Konrad Hinsen's Blog

A rant about software deployment in 2015

We all know that software deployment in a research environment can be a pain, but knowing this as a fact is not quite the same as experiencing it in reality. Over the last days, I spent way more time that I would have imagined on what sounds like a simple task: installing a scientific application written in Python on a Linux machine for use by a group of students in a training session. Here is an outline of the difficulties, in the hope that it will (1) help others who face similar problems and (2) contributes a little bit to improving the situation.
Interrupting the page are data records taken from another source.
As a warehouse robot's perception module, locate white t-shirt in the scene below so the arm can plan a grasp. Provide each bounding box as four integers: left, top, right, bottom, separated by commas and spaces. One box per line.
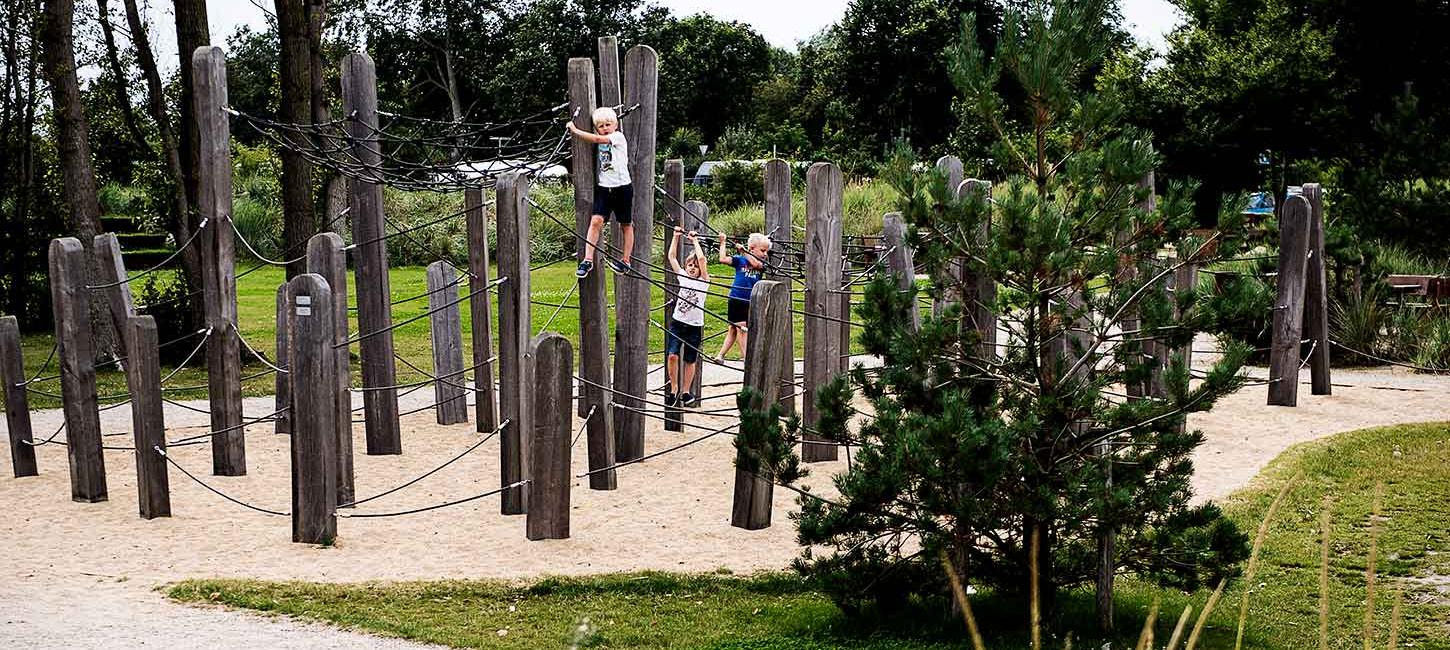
674, 273, 711, 326
595, 131, 629, 187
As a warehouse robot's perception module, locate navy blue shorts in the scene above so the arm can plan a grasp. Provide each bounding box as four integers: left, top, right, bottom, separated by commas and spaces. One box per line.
664, 318, 705, 363
595, 186, 634, 223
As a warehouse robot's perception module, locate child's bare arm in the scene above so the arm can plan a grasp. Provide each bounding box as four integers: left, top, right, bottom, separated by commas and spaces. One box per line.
666, 226, 684, 276
568, 122, 609, 145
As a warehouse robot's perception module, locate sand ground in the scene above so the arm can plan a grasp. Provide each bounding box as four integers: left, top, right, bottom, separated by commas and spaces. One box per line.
0, 352, 1450, 647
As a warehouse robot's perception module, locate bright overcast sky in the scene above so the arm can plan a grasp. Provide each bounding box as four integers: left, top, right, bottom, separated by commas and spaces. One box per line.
141, 0, 1180, 70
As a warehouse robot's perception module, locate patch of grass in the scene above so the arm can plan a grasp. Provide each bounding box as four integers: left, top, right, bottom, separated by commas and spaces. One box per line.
170, 424, 1450, 650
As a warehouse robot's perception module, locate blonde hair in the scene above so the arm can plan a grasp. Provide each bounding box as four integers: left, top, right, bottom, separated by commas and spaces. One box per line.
593, 106, 619, 126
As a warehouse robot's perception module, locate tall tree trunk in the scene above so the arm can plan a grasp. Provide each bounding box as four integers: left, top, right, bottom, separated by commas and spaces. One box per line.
175, 0, 212, 229
121, 0, 203, 331
276, 0, 318, 277
41, 0, 116, 358
96, 0, 151, 152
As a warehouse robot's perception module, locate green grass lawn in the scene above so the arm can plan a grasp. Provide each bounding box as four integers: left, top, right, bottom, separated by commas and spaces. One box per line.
170, 424, 1450, 650
8, 256, 829, 409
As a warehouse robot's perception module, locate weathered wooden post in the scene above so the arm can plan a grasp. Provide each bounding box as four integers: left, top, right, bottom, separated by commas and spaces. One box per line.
191, 45, 247, 476
565, 58, 616, 490
1269, 196, 1311, 406
931, 155, 966, 318
957, 178, 998, 358
729, 280, 790, 531
1304, 183, 1334, 395
525, 332, 574, 540
428, 260, 468, 424
307, 232, 357, 503
120, 316, 171, 519
91, 232, 136, 348
342, 52, 403, 456
882, 212, 921, 329
287, 273, 338, 544
273, 283, 290, 434
463, 187, 499, 434
800, 163, 845, 463
664, 158, 684, 431
759, 158, 799, 416
496, 173, 534, 515
0, 316, 41, 479
51, 236, 106, 503
613, 45, 660, 461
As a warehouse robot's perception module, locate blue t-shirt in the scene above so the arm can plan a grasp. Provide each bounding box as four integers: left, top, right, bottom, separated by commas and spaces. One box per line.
729, 255, 766, 300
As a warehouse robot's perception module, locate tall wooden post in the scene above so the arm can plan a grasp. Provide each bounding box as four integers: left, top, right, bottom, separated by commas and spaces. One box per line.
91, 232, 136, 348
496, 173, 534, 515
120, 316, 171, 519
525, 332, 574, 540
1115, 171, 1157, 398
615, 45, 660, 461
0, 316, 41, 479
1269, 196, 1311, 406
931, 155, 966, 318
191, 45, 247, 476
287, 273, 338, 544
882, 212, 921, 331
729, 280, 790, 531
428, 260, 468, 425
1304, 183, 1334, 395
565, 58, 616, 490
51, 236, 106, 503
307, 232, 355, 503
273, 281, 290, 434
759, 158, 799, 416
800, 163, 845, 463
663, 158, 684, 431
342, 52, 403, 456
463, 187, 499, 434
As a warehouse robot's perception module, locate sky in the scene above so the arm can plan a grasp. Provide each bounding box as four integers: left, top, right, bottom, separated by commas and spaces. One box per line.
141, 0, 1180, 71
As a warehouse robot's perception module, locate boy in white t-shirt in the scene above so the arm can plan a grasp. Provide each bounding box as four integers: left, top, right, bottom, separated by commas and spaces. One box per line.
664, 226, 711, 406
568, 106, 634, 277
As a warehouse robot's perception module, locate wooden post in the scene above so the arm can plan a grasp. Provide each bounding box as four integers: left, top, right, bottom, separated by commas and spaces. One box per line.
91, 232, 136, 348
1269, 196, 1311, 406
663, 158, 687, 431
287, 273, 338, 544
565, 58, 616, 490
51, 236, 106, 503
191, 45, 247, 476
1115, 171, 1157, 398
882, 212, 921, 331
613, 45, 660, 461
463, 187, 499, 434
307, 232, 357, 503
957, 178, 998, 360
729, 280, 788, 531
342, 52, 403, 456
428, 260, 468, 424
120, 316, 171, 519
273, 283, 290, 434
0, 316, 41, 479
496, 173, 534, 515
931, 155, 966, 318
800, 163, 844, 463
1304, 183, 1334, 395
759, 158, 799, 416
525, 332, 574, 540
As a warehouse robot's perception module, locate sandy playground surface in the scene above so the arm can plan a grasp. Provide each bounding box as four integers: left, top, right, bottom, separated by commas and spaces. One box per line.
0, 351, 1450, 647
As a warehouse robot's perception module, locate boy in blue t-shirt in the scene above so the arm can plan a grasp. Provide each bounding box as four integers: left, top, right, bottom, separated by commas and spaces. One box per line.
715, 232, 770, 361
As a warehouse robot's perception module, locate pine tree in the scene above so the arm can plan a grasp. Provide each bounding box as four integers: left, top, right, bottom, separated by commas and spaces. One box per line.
737, 0, 1248, 626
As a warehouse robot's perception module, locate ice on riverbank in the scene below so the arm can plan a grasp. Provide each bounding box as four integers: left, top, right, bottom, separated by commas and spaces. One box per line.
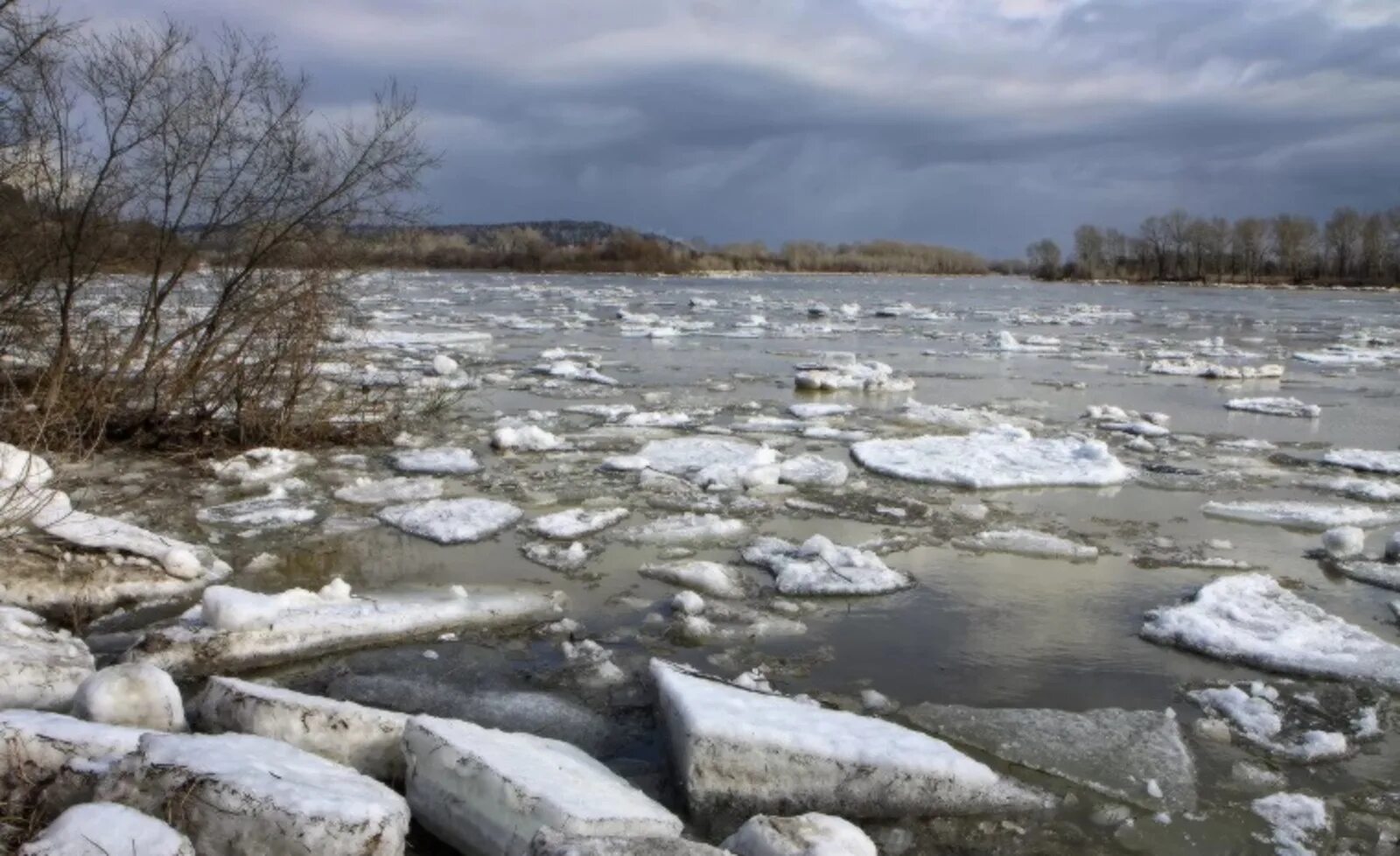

The software that I installed is nMOLDYN, an analysis tool for Molecular Dynamics trajectories. From a software engineering point of view, this is a rather standard Python program building on NumPy and MMTK for its computations and on Tkinter and matplotlib for the graphical user interface. There is no need for anything on the bleeding edge, a decent three-year old installation of the scientific Python stack would support this perfectly well.

The machine that was set up for the training session is configured much like a typical node in a compute cluster: stable and trusted software installed once and never updated. More specifically, the machine runs CentOS 6.7. Another feature rather typical of compute nodes is the very restricted network connectivity: users can log in via ssh, and copy data in and out using scp. Everything else is blocked, in particular all outgoing network traffic. The idea is that students will work on desktop or laptop machines, from where they have full network access to search for information, and connect to the compute server only for running scientific software. For my own software installation I had to limit myself to a user account, i.e. no administrator rights, although I could ask the systems administrator to install additional RPMs from CentOS.

A first exploration of the system’s Python installation showed a collection of oldies: Python 2.6.6, NumPy 1.4.1, matplotlib 0.99.1.1. That’s the state of the art five years ago. I quickly decided not to use it at all, for two reasons. First, I wasn’t sure how much of what I had to add would still work with such old versions. All the software was already around five years ago, but I would have had to track down the versions that were current back then. Second, adding modules in a user account to a Python installation at the system level can easily lead to a fragile total. Following Murphy’s law such problems would show up during the student sessions. So I decided to start with a fresh install of Python 2.7.

First surprise: no C compiler. An e-mail to the administrator, and I had gcc. Trying to install Python showed that the Tcl/Tk setup was incomplete: the header files were missing. An another e-mail asking for tcl-devel and tk-devel, and that was settled as well. Python, NumPy, netCDF, ScientificPython, and MMTK were up and running half an hour later. An attempt to install nMOLDYN resulted in the information that I still needed to install Pyro and matplotlib. That can’t be so hard, right?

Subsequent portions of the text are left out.